😯 Volví a casa antes de lo habitual y encontré a mi hija comiendo un simple trozo de pan, escondida debajo de la mesa, mientras mi marido se daba un festín de mariscos con su familia. Me puse furiosa, y esto es lo que hice.
Cuando mi primer marido me dejó, dejándome sola con mi hija, no quería volver a casarme. Hasta el día en que conocí a Daniel.
Desde el principio de nuestra relación, le hablé de mi hija. Me aseguró que para él no era ningún problema, porque adoraba a los niños.
Daniel se llevaba realmente muy bien con mi hija, y su familia también nos había recibido muy bien. Así que, cuando me pidió matrimonio, acepté sin dudarlo.
Vivíamos con su madre y su hermana, y teníamos una relación muy buena. Lo más importante para mí era que mi hija se sintiera bien con ellos.
Pero un día, todo cambió.
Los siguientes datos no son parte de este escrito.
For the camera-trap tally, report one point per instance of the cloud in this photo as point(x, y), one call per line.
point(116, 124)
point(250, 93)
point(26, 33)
Una de mis reuniones había sido cancelada, así que regresé a casa antes de lo previsto para pasar un poco de tiempo con mi familia.
Al entrar en casa, me quedé completamente sorprendida por lo que descubrí.
Daniel, su hermana y su madre estaban sentados alrededor de la mesa, disfrutando de un festín de mariscos, mientras mi hija comía un simple trozo de pan, escondida debajo de la mesa.
—¿Qué está pasando aquí? —pregunté, furiosa.
Los tres permanecieron en silencio, aparentemente sin saber qué responder.
Entonces me dirigí a mi hija.
—¿Por qué estás comiendo debajo de la mesa, cariño? —le pregunté, tratando de contener mi ira.
—La abuela dijo que solo podía comer esto y que tenía que quedarme aquí —me respondió en voz baja.
Eso me hizo enfurecer, y esto es lo que hice.
La continuación de mi historia está en el artículo del primer comentario 👇👇👇.
Sin perder un minuto, bloqueé las tarjetas bancarias a las que Daniel tenía acceso y detuve todas las transferencias de dinero que hacía para los gastos de la casa.
Después cambié mis contraseñas y protegí mis cuentas para que ya no pudiera utilizar mi dinero sin que yo lo supiera.
Sabía que tenía que actuar con prudencia.
Así que reuní los extractos bancarios, los mensajes y todos los documentos que pudieran demostrar los abusos financieros que mi hija había sufrido.
Luego llamé a mi banco para informar de la situación y pedir asesoramiento sobre las medidas que debía tomar.
Después me puse en contacto con mi abogado y le conté todo lo que había sucedido.
Pero, antes que nada, abracé a mi hija y le prometí una cosa: nadie volvería a hacerla sentir no deseada o inferior.
En cuanto a Daniel y su familia, tendrían que responder por sus actos.